Si fa presto a dire amaro. “Purtroppo” di questo distillato si sa ancora “molto poco. Lo abbiamo notato nella quotidianità”. A parlare è Edoardo Schiazza (“Il signore degli amari, su Clubhouse”, precisa), una delle menti dietro l’Amaroteca del bar Rubik di Bologna e presidente dell’Associazione amaro d’Italia, nata oggi e presentata stamattina alla stampa nel cortile di palazzo Leoni, in via Marsala.
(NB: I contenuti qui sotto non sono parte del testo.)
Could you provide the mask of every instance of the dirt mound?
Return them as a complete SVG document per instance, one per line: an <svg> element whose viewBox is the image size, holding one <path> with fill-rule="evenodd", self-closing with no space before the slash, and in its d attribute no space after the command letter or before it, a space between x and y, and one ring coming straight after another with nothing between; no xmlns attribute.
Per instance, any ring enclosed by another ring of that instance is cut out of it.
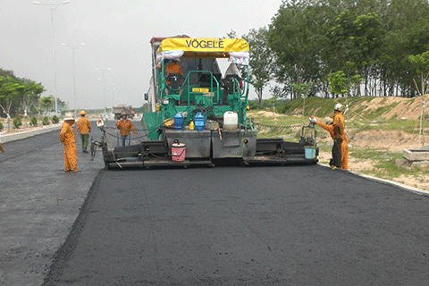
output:
<svg viewBox="0 0 429 286"><path fill-rule="evenodd" d="M425 95L425 102L429 100L429 95ZM351 109L363 108L362 114L366 113L371 113L377 110L380 107L385 107L391 105L392 107L389 112L384 113L380 117L382 119L408 119L408 120L418 120L422 114L422 97L413 97L413 98L405 98L405 97L375 97L372 99L369 103L360 103L355 106L350 106ZM352 117L356 117L354 115Z"/></svg>

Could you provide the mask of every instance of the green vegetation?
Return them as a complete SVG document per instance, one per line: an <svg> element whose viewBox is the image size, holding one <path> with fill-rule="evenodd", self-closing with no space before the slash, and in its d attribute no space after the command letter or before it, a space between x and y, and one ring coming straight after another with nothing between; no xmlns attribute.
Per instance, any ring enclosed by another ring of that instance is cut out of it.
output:
<svg viewBox="0 0 429 286"><path fill-rule="evenodd" d="M38 119L36 118L36 116L31 117L31 119L29 120L29 124L35 127L38 126Z"/></svg>
<svg viewBox="0 0 429 286"><path fill-rule="evenodd" d="M43 125L49 125L49 117L45 116L42 118L42 124Z"/></svg>
<svg viewBox="0 0 429 286"><path fill-rule="evenodd" d="M60 119L56 115L54 115L54 116L52 116L51 121L54 124L56 124L60 122Z"/></svg>
<svg viewBox="0 0 429 286"><path fill-rule="evenodd" d="M14 128L14 129L19 129L20 126L22 126L22 120L21 119L20 116L16 116L16 117L13 118L13 120L12 121L12 123L13 124L13 128Z"/></svg>

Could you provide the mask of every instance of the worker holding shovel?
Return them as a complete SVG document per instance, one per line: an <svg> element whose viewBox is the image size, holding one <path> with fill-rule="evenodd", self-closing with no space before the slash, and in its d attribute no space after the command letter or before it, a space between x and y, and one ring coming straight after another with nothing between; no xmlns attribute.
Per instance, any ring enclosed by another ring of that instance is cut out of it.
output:
<svg viewBox="0 0 429 286"><path fill-rule="evenodd" d="M310 117L310 123L317 124L329 132L333 139L332 160L330 162L332 169L349 168L349 140L344 132L344 116L341 114L341 104L335 105L332 122L324 124L316 121L315 117Z"/></svg>

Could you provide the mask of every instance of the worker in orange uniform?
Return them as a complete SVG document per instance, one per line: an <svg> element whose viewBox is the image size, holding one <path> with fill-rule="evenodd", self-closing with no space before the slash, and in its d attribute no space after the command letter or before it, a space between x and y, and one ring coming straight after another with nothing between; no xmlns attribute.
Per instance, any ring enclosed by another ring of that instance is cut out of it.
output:
<svg viewBox="0 0 429 286"><path fill-rule="evenodd" d="M139 134L134 129L134 126L132 126L131 121L130 119L127 119L127 114L125 112L122 112L121 114L121 120L116 124L116 128L121 130L120 135L121 135L121 141L122 146L130 145L131 143L130 131L133 131L134 133Z"/></svg>
<svg viewBox="0 0 429 286"><path fill-rule="evenodd" d="M85 117L85 111L80 111L80 118L78 120L78 136L80 135L80 140L82 141L82 152L88 153L88 142L89 141L89 132L91 131L91 123Z"/></svg>
<svg viewBox="0 0 429 286"><path fill-rule="evenodd" d="M78 156L76 154L76 140L74 139L74 117L66 114L60 133L60 144L64 144L64 171L80 172L78 169Z"/></svg>
<svg viewBox="0 0 429 286"><path fill-rule="evenodd" d="M333 139L332 161L330 163L331 168L349 168L349 140L344 132L344 116L341 114L341 104L335 105L332 122L324 124L315 120L315 117L310 117L310 122L317 124L326 130Z"/></svg>
<svg viewBox="0 0 429 286"><path fill-rule="evenodd" d="M173 59L172 63L170 63L169 65L167 65L167 67L165 68L165 72L167 73L167 77L170 75L170 74L180 74L181 76L183 76L183 72L181 72L181 66L179 65L179 58L176 58L176 59ZM167 85L171 86L172 85L172 81L171 80L167 80ZM179 82L180 84L180 82ZM181 93L182 93L183 89L181 88L179 89L179 95L181 96ZM169 94L170 90L168 89L168 88L165 88L165 94Z"/></svg>

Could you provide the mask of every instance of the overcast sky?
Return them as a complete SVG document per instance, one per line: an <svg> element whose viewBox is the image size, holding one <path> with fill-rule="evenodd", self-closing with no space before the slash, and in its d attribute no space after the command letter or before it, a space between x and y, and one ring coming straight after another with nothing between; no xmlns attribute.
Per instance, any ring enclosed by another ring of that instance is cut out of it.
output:
<svg viewBox="0 0 429 286"><path fill-rule="evenodd" d="M281 4L282 0L70 0L52 10L52 21L49 8L55 6L0 0L0 68L41 82L46 89L42 97L55 95L57 89L58 97L71 109L75 98L79 109L118 104L139 107L149 88L152 37L223 38L231 29L240 37L270 24Z"/></svg>

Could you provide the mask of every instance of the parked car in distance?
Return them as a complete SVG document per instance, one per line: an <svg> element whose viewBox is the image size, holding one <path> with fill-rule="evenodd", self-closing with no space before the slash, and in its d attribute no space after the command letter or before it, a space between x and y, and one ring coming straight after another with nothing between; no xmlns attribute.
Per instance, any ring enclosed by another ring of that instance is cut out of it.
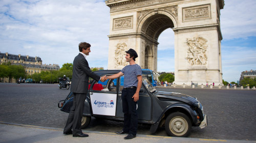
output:
<svg viewBox="0 0 256 143"><path fill-rule="evenodd" d="M99 70L94 72L99 76L110 75L120 70ZM123 121L121 84L122 77L108 79L105 85L90 79L89 92L84 102L81 127L90 124L92 117L109 120ZM73 105L73 93L70 92L66 99L60 100L58 106L60 110L69 112ZM155 132L158 127L164 126L169 136L186 137L192 126L201 128L207 125L207 116L203 106L197 98L174 92L156 90L147 78L142 78L137 104L138 122L151 125L150 131Z"/></svg>
<svg viewBox="0 0 256 143"><path fill-rule="evenodd" d="M26 79L25 80L25 83L32 83L33 82L33 79L32 78L28 78Z"/></svg>

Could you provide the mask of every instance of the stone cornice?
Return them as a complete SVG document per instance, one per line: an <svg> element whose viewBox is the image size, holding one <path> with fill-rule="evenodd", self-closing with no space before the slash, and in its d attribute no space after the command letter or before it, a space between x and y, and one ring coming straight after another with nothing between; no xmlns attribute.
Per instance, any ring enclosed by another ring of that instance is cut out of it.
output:
<svg viewBox="0 0 256 143"><path fill-rule="evenodd" d="M106 5L110 13L184 0L109 0Z"/></svg>
<svg viewBox="0 0 256 143"><path fill-rule="evenodd" d="M173 28L175 33L187 33L191 32L197 32L201 31L206 30L218 30L219 31L219 38L220 40L222 40L222 35L221 34L221 31L220 27L220 25L219 24L213 24L208 25L197 25L193 26L187 26L187 27L177 27Z"/></svg>

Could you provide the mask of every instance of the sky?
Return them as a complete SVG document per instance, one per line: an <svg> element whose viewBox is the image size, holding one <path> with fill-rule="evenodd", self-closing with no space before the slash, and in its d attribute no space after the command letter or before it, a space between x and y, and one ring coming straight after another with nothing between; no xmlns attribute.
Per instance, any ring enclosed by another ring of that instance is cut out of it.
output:
<svg viewBox="0 0 256 143"><path fill-rule="evenodd" d="M225 0L221 10L223 79L256 70L256 1ZM78 44L92 45L90 67L108 68L110 8L100 0L0 0L0 52L39 56L43 64L72 63ZM158 72L174 71L174 33L161 34ZM166 63L169 66L166 66Z"/></svg>

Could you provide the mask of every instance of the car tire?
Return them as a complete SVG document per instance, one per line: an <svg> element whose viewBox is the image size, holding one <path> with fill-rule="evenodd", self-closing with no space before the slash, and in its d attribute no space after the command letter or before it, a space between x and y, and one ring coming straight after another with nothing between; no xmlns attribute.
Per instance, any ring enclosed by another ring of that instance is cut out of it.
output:
<svg viewBox="0 0 256 143"><path fill-rule="evenodd" d="M187 137L190 133L191 124L187 116L176 112L168 116L165 120L165 127L169 136Z"/></svg>
<svg viewBox="0 0 256 143"><path fill-rule="evenodd" d="M83 116L81 121L81 128L84 129L87 127L91 122L91 117Z"/></svg>

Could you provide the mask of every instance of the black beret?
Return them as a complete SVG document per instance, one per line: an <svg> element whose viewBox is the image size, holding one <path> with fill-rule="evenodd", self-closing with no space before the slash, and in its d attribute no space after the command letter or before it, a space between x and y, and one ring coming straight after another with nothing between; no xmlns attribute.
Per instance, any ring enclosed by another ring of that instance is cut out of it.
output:
<svg viewBox="0 0 256 143"><path fill-rule="evenodd" d="M129 50L126 51L125 52L133 55L134 59L138 57L138 54L137 54L136 51L133 49L130 49Z"/></svg>

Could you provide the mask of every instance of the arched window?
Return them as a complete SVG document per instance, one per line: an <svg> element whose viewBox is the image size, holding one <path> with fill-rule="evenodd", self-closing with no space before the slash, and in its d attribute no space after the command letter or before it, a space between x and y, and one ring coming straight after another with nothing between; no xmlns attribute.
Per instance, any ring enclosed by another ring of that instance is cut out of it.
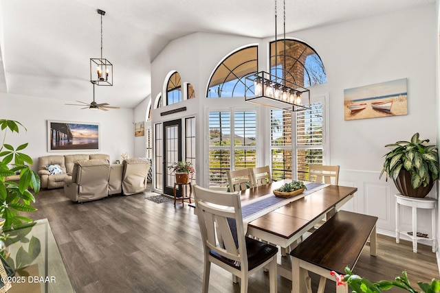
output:
<svg viewBox="0 0 440 293"><path fill-rule="evenodd" d="M171 105L182 101L182 79L178 72L171 75L166 85L166 104Z"/></svg>
<svg viewBox="0 0 440 293"><path fill-rule="evenodd" d="M271 42L270 56L271 73L278 78L301 86L327 82L321 58L312 47L302 42L294 40Z"/></svg>
<svg viewBox="0 0 440 293"><path fill-rule="evenodd" d="M195 97L195 91L194 91L194 86L191 84L186 84L186 95L187 99L194 99Z"/></svg>
<svg viewBox="0 0 440 293"><path fill-rule="evenodd" d="M244 97L244 77L257 71L257 46L248 47L232 53L214 71L206 97ZM248 85L250 86L251 84Z"/></svg>
<svg viewBox="0 0 440 293"><path fill-rule="evenodd" d="M157 109L162 106L162 95L161 94L157 95L156 99L154 102L154 108Z"/></svg>

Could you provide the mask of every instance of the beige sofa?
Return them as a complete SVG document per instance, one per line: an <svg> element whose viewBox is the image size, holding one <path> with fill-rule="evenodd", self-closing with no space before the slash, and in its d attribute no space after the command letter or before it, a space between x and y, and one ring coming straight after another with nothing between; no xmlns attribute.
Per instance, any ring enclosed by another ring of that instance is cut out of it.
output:
<svg viewBox="0 0 440 293"><path fill-rule="evenodd" d="M99 200L109 196L110 163L105 159L79 161L72 176L64 179L64 194L74 202Z"/></svg>
<svg viewBox="0 0 440 293"><path fill-rule="evenodd" d="M78 202L138 194L146 188L149 167L150 162L141 158L122 164L110 164L107 159L79 161L74 164L72 176L64 178L64 194Z"/></svg>
<svg viewBox="0 0 440 293"><path fill-rule="evenodd" d="M64 179L67 176L67 174L72 174L75 163L79 161L103 159L109 161L108 154L78 154L66 155L52 155L45 156L38 158L38 174L41 180L41 188L48 189L53 188L61 188L64 186ZM51 175L47 170L50 165L60 166L63 173Z"/></svg>

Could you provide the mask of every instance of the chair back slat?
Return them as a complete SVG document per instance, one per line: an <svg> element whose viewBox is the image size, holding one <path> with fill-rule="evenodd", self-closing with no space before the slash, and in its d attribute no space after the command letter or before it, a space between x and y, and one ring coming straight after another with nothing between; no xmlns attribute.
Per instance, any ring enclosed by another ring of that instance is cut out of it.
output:
<svg viewBox="0 0 440 293"><path fill-rule="evenodd" d="M211 191L198 185L192 189L204 249L210 249L247 266L239 193ZM235 222L235 227L230 226L228 219ZM234 239L234 235L236 235L238 243Z"/></svg>
<svg viewBox="0 0 440 293"><path fill-rule="evenodd" d="M339 183L339 166L309 165L309 178L316 178L315 182L338 185Z"/></svg>
<svg viewBox="0 0 440 293"><path fill-rule="evenodd" d="M265 185L272 183L272 176L269 166L257 167L252 169L254 186Z"/></svg>
<svg viewBox="0 0 440 293"><path fill-rule="evenodd" d="M228 170L226 171L226 176L228 176L229 190L231 192L254 187L254 180L252 179L252 169L250 168Z"/></svg>

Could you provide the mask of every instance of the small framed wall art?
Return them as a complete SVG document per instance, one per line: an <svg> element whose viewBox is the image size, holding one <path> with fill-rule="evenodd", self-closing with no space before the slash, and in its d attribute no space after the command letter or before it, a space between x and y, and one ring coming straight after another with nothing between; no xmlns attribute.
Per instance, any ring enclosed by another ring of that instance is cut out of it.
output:
<svg viewBox="0 0 440 293"><path fill-rule="evenodd" d="M345 120L406 115L406 78L344 90Z"/></svg>

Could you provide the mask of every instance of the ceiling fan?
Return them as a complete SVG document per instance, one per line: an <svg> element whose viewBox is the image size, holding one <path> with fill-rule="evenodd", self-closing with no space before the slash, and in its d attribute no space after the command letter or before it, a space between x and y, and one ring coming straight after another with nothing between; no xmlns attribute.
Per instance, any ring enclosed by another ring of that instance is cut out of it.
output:
<svg viewBox="0 0 440 293"><path fill-rule="evenodd" d="M108 111L109 109L119 109L120 107L114 107L109 106L108 103L102 103L98 104L95 102L95 84L94 84L94 102L91 103L86 103L81 101L76 101L78 103L81 104L66 104L66 105L69 106L86 106L84 108L81 108L81 109L96 109L96 110L102 110L104 111Z"/></svg>

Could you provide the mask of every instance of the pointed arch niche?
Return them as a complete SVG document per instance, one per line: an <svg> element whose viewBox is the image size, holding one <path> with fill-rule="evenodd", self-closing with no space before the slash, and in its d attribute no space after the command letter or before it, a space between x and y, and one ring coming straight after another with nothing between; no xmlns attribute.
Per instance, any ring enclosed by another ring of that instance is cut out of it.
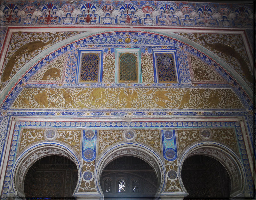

L’associazione ha già 30 tesserati, tutti accumunati da una produzione rigorosamente artigianale, e presto aprirà una nuova campagna di reclutamento. La sua missione? Creare consumatori consapevoli di ciò che bevono. Sì perchè “spesso- spiega Schiazza- si sente dire: ti offro un amaro, ma non si sa cosa si ordina, e da dove venga il liquore. Così ti rimane solo il ricordo, e ne soffre chi produce, perché non si crea conoscenza del prodotto”.
Invece, al mondo degli amari “bisognerebbe dedicare la stessa attenzione che si dedica al vino- prosegue il presidente- creando un disciplinario, corsi di degustazione, e dotando i ristoranti di una carta degli amari che spieghi cosa stiamo bevendo”. Per sottrarre gli amari dall’ombra, l’Associazione ha scelto di rivolgersi ai ricercatori dell’azienda ‘Geotelling’, che hanno realizzato una mappa interattiva che funge da Atlante degli amari italiani, lanciata anch’essa oggi. “Nell’atlante interattivo- spiega Elena Dorato di ‘Geotelling’- abbiamo inserito anche i filtri, per esempio sulla gradazione alcolica. Impostando un limite di gradi, il sito mostra solo i prodotti richiesti. Lo abbiamo voluto open-source, per ora non pensiamo all’app”.
Sono già 64 i prodotti entrati sulla mappa, e oltre 30 i produttori coinvolti, dai ‘big’ ‘Caffo’ e ‘Vernelli’ alle piccole realtà locali. “Basta- spiega Schiazza- che amino e curino artigianalmente il loro prodotto”. Ma oltre al sito, la campagna per diffondere la conoscenza dei distillati d’erbe continua su molti fronti.